TEEX’s Technology & Economic Development Division is conducting a Hurricane Ike impact study of eight Texas counties with the help of a $500,000 grant from the U.S. Economic Development Administration.
The 18-month project will involve collecting data on the economic impact of the 2008 hurricane in each of eight affected counties and some cities, and then disseminating findings to partners, who are working to mitigate long-term effects and support recovery, said TEEX Program Director Joan Quintana.
The goal is to pinpoint devastated areas with the greatest needs and long-term effects that are preventing or prolonging recovery. “This will help the impacted counties fill the gaps,” Quintana added.

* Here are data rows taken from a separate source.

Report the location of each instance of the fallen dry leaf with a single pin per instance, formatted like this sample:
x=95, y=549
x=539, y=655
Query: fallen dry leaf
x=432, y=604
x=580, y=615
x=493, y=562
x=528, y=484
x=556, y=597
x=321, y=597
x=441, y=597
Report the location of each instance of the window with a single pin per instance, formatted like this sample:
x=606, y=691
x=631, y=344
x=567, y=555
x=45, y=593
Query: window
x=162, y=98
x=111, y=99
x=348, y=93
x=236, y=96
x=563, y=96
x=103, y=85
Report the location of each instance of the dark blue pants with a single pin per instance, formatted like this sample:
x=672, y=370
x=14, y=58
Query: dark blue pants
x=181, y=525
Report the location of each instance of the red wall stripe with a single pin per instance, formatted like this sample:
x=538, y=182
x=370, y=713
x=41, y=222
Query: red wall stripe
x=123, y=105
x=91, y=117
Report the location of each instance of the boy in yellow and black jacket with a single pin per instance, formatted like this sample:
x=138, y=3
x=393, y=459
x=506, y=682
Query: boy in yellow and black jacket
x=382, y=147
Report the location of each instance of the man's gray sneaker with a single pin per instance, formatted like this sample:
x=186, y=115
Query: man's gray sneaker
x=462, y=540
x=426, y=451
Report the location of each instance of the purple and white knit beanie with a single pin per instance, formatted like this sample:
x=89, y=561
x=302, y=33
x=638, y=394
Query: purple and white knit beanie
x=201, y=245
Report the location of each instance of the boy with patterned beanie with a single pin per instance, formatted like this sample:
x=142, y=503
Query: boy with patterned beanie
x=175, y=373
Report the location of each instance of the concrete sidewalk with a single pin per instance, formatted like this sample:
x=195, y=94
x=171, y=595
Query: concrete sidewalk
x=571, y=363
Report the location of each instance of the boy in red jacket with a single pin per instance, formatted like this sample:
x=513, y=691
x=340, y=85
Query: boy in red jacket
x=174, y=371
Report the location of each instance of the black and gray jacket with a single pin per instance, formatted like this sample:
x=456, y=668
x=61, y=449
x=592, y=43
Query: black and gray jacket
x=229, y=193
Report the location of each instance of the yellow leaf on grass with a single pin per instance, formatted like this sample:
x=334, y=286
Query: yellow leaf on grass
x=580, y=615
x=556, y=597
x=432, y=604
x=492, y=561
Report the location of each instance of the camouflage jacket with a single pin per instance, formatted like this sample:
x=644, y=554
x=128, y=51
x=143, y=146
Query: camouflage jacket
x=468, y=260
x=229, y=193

The project team has already begun holding local meetings and discussions to gather perspectives from officials, responders, businesses and residents in the impacted counties. Some participants were identified with assistance from Bob McKee and Clint Arnett of TEEX Urban Search & Rescue and Tony Alotto of Infrastructure Training and Safety Institute, Quintana said. In addition to working across TEEX divisions, the Ike Impact Study is providing an opportunity for the agency to partner with AgriLife Extension.
“AgriLife is going to help us develop and test a model for assessing impacts of storms like Ike,” Quintana explained. “Then, we’ll be working with TEEX’s Knowledge Engineering Center to put the newly developed tool online for use in assessing future storms.”
Texas counties included in the study are Brazoria, Chambers, Galveston, Harris, Jefferson, Liberty, Orange and Tyler.